The motion cited that the introduction of post-nominative letters for athletes who have competed at a Paralympic Games would be "symbolic recognition of their achievement and status in society."

Ragnhild Myklebust and Kevin Coombs were the first two athletes to officially receive the PLY initials.

Norwegian Myklebust holds the record for most medals won at the Paralympic Winter Games with 27, 22 of them gold.

The 78-year-old competed in biathlon, cross-country and ice-sledge speed racing at five Paralympics from 1988 to 2002.

"I feel very honoured to receive this," said Myklebust.

"One of the wonderful things for athletes about having these three letters on our signatures is that people are going to ask, what does PLY stand for?

"For me it is the feeling that I am equal, and I can do what other people do."
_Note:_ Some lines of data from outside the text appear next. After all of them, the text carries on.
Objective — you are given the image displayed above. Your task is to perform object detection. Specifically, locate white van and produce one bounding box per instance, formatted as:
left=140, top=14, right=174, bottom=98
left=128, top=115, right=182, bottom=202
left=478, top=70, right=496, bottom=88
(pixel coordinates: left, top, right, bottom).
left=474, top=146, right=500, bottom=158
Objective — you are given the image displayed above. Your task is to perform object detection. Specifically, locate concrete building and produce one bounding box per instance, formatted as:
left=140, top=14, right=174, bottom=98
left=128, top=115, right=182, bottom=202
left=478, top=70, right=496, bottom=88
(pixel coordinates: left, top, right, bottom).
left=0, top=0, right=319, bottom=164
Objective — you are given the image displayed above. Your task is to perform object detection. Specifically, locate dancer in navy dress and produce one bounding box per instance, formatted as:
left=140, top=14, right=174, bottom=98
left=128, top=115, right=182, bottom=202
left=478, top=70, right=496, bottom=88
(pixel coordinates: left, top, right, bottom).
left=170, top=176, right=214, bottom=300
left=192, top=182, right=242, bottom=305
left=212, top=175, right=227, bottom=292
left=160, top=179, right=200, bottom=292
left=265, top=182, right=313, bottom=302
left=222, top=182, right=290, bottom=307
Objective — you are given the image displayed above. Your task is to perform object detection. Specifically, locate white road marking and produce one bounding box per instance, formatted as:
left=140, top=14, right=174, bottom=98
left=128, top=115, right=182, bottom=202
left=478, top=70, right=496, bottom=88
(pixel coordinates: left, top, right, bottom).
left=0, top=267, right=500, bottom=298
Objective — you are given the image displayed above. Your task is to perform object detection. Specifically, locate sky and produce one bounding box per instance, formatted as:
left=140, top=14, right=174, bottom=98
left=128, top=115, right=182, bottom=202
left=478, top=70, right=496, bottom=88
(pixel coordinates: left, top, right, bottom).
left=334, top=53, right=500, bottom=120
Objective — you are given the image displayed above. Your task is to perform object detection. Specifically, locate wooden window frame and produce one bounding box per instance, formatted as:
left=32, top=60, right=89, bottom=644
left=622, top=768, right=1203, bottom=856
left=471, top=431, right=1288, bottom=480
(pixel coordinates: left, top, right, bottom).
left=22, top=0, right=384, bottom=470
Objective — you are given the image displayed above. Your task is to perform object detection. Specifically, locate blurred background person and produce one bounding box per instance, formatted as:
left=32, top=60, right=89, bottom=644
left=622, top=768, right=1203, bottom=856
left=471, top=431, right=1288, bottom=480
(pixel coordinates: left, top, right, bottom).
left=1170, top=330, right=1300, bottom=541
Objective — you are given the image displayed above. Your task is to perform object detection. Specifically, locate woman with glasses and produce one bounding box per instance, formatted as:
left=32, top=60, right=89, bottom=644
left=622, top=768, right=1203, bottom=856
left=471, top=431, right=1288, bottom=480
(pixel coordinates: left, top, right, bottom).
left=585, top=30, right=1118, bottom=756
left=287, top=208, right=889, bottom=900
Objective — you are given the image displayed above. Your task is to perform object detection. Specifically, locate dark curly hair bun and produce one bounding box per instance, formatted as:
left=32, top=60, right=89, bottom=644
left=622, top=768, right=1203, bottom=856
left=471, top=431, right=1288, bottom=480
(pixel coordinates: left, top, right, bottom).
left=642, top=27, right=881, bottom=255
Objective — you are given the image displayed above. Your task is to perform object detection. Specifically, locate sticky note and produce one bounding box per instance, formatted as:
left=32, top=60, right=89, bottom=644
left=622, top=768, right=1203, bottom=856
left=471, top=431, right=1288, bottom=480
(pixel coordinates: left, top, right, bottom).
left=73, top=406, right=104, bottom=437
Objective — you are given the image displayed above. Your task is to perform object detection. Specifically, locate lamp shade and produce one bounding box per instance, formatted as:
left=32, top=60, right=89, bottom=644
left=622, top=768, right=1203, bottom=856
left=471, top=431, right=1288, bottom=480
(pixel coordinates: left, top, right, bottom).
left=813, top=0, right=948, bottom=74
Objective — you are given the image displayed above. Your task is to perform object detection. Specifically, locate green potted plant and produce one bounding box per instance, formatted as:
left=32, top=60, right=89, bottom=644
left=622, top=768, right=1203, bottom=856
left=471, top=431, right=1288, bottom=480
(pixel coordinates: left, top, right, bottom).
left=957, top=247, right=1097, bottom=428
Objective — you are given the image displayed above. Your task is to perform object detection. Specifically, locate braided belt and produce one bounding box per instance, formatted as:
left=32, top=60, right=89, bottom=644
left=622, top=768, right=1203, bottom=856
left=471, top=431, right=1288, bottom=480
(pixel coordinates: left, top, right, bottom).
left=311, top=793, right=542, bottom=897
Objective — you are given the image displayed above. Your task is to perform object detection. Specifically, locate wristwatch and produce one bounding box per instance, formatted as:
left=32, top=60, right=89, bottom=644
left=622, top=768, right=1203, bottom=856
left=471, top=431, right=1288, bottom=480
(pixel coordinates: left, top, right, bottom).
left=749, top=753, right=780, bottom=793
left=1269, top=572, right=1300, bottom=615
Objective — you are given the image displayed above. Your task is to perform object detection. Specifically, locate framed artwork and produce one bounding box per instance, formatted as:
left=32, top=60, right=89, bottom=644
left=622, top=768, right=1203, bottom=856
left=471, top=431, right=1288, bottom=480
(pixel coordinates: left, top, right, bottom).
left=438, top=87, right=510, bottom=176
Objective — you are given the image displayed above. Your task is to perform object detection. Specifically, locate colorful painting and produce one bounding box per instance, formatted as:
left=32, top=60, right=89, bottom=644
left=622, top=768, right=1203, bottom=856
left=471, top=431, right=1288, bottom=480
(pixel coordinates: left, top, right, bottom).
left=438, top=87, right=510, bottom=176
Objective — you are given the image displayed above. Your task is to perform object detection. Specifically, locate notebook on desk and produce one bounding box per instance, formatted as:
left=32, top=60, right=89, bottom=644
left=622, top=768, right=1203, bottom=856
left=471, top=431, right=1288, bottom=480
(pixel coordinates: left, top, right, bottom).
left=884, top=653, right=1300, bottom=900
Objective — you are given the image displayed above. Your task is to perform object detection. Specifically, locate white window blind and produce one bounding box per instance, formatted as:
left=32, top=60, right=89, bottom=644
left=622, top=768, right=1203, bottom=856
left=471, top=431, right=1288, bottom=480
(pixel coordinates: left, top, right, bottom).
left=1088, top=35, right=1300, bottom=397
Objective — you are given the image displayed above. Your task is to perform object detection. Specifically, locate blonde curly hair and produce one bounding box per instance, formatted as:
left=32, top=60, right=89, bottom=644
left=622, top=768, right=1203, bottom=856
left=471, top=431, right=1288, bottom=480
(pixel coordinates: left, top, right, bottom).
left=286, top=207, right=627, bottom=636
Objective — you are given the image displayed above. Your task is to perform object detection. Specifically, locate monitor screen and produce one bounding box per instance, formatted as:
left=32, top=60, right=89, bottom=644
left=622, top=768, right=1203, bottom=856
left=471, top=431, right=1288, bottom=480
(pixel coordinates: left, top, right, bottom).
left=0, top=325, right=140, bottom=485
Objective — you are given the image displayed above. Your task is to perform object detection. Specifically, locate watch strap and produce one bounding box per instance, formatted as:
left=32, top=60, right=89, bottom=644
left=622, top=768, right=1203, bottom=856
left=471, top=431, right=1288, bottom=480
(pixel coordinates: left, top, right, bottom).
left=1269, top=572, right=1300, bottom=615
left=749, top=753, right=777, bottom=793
Norway's Ragnhild Myklebust has the most Paralympic medals, 22, in history ©IPC
Norway's Ragnhild Myklebust has the most Paralympic medals, 22, in history ©IPC

Coombs was a member of the first Australian Paralympic team that took part in the Rome 1960 Games.

He was Australia's first ever indigenous Paralympian or Olympian and competed in wheelchair basketball and athletics across five Paralympic Games from 1960 to 1984.

"To be the first athlete to receive PLY status is very special to me and my family," said Coombs.

"I already have three letters after my name with my Order of Australia medal, but this goes down with that as something to be immensely proud of."

Paralympians can apply to use the post-nominal letters by completing an online registration form.

"As an athlete-centred organisation, at the IPC we believe it is important to recognise all Para athletes who have devoted years to training and have made huge sacrifices to reach the Paralympic Games, which is the pinnacle sporting event," said IPC President Andrew Parsons.

"To be a Paralympian is to be part of an elite club and only around 28,000 people can claim to be a Paralympian.

"That is why I am thrilled that Kevin Coombs and Ragnhild Myklebust are the first recipients.

"They are an important part of our history, and we must always remember those who set us on this path towards greater inclusion for persons with disabilities."

OLY post-nominal letters are granted to athletes who compete at the Olympic Games after being announced in 2017.